Mgr Hervé-Marie restera dans les mémoires comme une figure historique des îles Marquise et de la Polynésie Française, un vrai Pasteur apprécié universellement pour sa foi solide comme le granite de sa Bretagne natale, un véritable guide spirituel artisan d'une inculturation intelligente de l'Évangile au cœur du peuple marquisien.

Par son travail de traduction en marquisien des psaumes et des textes liturgiques, la langue marquisienne est devenue la langue liturgique et les Marquisiens ont redécouvert leur passé, leurs racines, leur identité. Monseigneur Le Cleac'h a accompagné le développement et la sauvegarde de la culture marquisienne.

Missionnaire, il a contribué à l'éclosion de vocations religieuses et à la restauration d'une pratique religieuse vivante.

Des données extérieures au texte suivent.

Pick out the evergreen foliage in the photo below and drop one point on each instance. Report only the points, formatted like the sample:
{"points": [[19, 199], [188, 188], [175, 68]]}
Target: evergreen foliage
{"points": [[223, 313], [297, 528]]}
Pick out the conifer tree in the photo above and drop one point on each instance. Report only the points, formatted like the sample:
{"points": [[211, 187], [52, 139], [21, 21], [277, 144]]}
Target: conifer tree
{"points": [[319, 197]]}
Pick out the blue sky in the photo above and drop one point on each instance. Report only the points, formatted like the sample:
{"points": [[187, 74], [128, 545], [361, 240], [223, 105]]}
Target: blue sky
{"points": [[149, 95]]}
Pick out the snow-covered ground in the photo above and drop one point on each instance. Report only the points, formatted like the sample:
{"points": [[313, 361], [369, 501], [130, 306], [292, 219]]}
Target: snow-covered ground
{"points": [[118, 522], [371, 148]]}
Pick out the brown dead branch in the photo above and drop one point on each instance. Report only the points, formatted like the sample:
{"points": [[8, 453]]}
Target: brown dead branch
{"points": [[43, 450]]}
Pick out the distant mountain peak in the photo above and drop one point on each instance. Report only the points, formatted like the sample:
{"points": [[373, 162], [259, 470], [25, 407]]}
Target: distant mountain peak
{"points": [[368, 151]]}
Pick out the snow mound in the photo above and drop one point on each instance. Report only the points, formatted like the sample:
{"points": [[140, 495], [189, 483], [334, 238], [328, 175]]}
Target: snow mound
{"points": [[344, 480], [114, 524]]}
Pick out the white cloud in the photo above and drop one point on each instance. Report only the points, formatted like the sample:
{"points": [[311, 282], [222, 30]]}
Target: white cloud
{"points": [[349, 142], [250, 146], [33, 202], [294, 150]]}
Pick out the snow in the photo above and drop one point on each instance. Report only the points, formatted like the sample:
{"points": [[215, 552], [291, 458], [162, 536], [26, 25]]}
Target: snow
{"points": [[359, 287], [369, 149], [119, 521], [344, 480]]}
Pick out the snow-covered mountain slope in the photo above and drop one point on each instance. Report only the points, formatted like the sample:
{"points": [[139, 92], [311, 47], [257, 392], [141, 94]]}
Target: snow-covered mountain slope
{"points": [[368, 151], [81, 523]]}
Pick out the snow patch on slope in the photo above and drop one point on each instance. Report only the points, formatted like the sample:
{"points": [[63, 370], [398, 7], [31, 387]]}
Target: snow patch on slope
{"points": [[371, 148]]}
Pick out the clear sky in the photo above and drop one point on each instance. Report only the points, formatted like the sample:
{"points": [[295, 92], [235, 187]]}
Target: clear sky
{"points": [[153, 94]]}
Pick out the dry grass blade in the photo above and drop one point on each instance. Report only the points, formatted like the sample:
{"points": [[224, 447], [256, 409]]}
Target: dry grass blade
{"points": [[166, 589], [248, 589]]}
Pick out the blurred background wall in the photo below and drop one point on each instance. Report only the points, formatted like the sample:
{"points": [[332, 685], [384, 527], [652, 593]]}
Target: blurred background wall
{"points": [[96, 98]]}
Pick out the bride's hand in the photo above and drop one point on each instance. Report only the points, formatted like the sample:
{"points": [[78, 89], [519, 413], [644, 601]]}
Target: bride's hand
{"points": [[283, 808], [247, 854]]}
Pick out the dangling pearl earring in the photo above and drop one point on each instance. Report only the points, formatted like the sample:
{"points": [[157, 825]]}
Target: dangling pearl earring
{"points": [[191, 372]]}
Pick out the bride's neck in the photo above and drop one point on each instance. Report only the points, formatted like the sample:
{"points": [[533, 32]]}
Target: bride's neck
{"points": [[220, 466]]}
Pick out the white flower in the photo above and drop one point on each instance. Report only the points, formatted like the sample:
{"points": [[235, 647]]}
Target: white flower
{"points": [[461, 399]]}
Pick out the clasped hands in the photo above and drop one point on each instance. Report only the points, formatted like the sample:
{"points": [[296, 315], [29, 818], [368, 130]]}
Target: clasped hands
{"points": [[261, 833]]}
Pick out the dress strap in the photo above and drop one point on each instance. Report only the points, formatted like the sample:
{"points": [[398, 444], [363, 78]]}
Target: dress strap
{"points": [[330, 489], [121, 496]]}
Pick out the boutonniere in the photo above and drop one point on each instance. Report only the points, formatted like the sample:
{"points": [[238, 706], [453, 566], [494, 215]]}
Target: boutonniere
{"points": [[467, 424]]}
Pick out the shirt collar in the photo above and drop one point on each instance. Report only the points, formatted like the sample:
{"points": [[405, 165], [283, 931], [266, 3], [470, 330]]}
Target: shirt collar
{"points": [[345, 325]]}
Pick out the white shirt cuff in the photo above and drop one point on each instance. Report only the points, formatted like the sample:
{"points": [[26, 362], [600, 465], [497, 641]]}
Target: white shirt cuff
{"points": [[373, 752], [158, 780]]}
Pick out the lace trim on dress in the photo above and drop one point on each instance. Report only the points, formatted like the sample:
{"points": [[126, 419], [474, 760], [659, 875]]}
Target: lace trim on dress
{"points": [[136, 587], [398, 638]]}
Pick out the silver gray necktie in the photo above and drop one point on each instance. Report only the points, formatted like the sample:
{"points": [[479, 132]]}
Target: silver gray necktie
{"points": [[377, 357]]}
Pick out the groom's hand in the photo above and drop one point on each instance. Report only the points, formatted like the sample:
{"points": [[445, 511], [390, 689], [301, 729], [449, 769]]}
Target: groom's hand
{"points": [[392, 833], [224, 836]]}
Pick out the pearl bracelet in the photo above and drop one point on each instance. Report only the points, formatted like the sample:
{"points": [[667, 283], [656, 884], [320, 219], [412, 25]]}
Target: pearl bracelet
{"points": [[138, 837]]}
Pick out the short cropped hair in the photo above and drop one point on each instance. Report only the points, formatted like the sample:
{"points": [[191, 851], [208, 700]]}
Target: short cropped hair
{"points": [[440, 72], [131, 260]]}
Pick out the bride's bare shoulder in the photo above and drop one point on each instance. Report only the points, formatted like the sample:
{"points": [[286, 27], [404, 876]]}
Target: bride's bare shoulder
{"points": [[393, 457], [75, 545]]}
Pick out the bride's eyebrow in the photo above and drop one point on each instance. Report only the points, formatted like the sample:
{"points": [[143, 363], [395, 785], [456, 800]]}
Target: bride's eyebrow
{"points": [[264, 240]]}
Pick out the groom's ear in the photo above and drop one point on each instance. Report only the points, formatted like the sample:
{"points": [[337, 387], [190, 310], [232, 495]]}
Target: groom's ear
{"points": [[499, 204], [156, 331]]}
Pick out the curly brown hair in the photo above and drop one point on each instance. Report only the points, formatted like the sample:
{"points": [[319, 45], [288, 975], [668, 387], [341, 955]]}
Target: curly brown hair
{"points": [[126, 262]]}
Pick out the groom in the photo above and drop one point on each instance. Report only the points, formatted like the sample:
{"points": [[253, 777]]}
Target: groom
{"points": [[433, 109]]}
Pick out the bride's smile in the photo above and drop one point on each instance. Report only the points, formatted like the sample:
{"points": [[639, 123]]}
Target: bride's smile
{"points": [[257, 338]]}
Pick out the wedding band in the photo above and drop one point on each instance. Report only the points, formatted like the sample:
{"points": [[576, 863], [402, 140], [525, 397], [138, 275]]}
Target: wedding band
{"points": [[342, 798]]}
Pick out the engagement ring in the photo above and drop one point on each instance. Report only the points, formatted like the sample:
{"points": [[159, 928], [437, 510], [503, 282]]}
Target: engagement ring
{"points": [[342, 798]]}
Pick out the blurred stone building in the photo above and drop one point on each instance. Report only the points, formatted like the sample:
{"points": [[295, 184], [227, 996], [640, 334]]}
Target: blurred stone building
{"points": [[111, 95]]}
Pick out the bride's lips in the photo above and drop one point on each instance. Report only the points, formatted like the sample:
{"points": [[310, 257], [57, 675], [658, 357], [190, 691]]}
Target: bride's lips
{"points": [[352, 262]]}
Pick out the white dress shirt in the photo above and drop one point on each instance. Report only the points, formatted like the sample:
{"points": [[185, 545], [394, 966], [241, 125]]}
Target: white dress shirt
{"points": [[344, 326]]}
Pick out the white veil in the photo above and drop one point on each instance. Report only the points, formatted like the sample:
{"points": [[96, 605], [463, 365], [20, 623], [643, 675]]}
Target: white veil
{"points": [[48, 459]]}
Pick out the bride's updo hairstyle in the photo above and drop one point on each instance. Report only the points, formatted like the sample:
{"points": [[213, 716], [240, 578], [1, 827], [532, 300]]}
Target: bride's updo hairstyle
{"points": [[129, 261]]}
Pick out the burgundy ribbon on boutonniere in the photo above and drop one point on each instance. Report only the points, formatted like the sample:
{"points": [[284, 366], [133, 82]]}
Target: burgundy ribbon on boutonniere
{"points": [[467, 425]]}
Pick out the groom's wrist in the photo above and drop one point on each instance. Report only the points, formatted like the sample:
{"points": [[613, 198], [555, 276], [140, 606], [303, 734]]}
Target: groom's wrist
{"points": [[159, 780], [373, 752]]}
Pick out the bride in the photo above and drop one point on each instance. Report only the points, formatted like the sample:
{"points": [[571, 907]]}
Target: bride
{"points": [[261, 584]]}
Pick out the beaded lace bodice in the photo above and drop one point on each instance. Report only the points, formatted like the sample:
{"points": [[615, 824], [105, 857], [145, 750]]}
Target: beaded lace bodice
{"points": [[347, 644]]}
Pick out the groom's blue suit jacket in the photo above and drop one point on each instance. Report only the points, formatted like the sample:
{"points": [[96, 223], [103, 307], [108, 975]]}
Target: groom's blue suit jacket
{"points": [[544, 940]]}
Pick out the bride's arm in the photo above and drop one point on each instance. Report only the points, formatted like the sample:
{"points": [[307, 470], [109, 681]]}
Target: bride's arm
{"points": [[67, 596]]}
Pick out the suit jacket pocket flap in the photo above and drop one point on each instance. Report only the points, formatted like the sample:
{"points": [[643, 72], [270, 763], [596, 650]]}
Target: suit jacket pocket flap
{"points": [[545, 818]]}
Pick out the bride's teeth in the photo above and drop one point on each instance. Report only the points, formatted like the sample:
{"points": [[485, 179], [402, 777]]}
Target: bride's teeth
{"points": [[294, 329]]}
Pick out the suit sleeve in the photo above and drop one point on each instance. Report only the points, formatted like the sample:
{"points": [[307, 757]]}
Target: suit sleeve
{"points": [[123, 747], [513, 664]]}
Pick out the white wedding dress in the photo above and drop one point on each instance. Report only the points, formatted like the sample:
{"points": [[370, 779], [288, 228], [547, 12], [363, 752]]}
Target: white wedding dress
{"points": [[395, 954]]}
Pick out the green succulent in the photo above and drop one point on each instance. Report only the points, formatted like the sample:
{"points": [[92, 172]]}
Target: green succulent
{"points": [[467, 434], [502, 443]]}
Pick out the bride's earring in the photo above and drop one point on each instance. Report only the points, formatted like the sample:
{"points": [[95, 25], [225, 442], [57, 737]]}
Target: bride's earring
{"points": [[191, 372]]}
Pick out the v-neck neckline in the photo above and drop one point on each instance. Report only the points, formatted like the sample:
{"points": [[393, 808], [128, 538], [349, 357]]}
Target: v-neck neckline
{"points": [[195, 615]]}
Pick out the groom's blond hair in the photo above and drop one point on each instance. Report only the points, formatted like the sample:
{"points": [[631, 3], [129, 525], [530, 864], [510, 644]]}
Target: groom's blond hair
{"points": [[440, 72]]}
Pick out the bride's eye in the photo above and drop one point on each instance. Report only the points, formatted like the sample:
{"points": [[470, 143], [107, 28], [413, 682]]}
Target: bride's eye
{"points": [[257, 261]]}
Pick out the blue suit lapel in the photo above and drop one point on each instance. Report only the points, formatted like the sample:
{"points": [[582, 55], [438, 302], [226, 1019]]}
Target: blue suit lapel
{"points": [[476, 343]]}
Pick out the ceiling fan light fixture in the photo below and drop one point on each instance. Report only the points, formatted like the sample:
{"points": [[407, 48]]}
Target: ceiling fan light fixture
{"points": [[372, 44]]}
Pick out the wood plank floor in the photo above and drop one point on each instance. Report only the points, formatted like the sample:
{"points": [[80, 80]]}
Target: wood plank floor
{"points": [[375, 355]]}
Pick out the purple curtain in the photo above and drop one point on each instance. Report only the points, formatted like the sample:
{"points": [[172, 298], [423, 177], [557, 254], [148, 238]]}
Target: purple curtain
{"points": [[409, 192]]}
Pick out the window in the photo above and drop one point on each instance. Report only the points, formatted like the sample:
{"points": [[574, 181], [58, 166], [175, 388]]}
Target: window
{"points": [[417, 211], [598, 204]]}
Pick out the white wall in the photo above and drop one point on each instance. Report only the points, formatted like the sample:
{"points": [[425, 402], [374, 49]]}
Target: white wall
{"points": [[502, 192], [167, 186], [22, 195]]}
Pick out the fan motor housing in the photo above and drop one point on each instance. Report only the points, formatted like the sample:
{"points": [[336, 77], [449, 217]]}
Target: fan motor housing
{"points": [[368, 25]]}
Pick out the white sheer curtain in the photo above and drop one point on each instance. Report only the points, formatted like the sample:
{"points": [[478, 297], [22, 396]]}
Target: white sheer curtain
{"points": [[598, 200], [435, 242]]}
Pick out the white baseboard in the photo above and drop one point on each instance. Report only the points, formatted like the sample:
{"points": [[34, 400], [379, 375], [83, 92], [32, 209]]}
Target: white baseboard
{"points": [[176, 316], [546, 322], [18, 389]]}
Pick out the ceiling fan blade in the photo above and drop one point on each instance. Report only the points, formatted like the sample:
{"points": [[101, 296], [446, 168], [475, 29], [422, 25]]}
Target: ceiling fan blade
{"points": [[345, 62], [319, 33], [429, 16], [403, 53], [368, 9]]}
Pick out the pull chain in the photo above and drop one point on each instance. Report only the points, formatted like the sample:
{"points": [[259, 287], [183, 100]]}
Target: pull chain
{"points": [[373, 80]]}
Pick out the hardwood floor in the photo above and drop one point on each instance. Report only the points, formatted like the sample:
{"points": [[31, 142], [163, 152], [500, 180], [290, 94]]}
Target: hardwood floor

En cette année où se réunira le Synode des Evêques sur la Nouvelle Évangélisation, Mgr Hervé-Marie Le Cleac'h est un bel exemple  de prêtre breton qui non seulement s'est fait marquisien parmi les marquisiens à cause de l'Évangile, mais a permis au peuple marquisien de retrouver sa culture, ses valeurs et sa fierté d'appartenir à « Te Henua Enana » (la terre des hommes).

Quelques notes biographiques

Né le 10 mars1915 à Pen-ar-Yeun en Dinéault (Finistère), Hervé-Marie Le Cleac'h est le cadet de cinq enfants.

Son père, Gabriel, mort pour la France en 1916, il est alors Pupille de la nation.

En 1920,  il va à l'école des frères de Ploërmel à Châteaulin.

En 1925, il passe à l'école apostolique de Sarzeau (Morbihan)

Poursuit ses études secondaires à Fontarabia en Espagne.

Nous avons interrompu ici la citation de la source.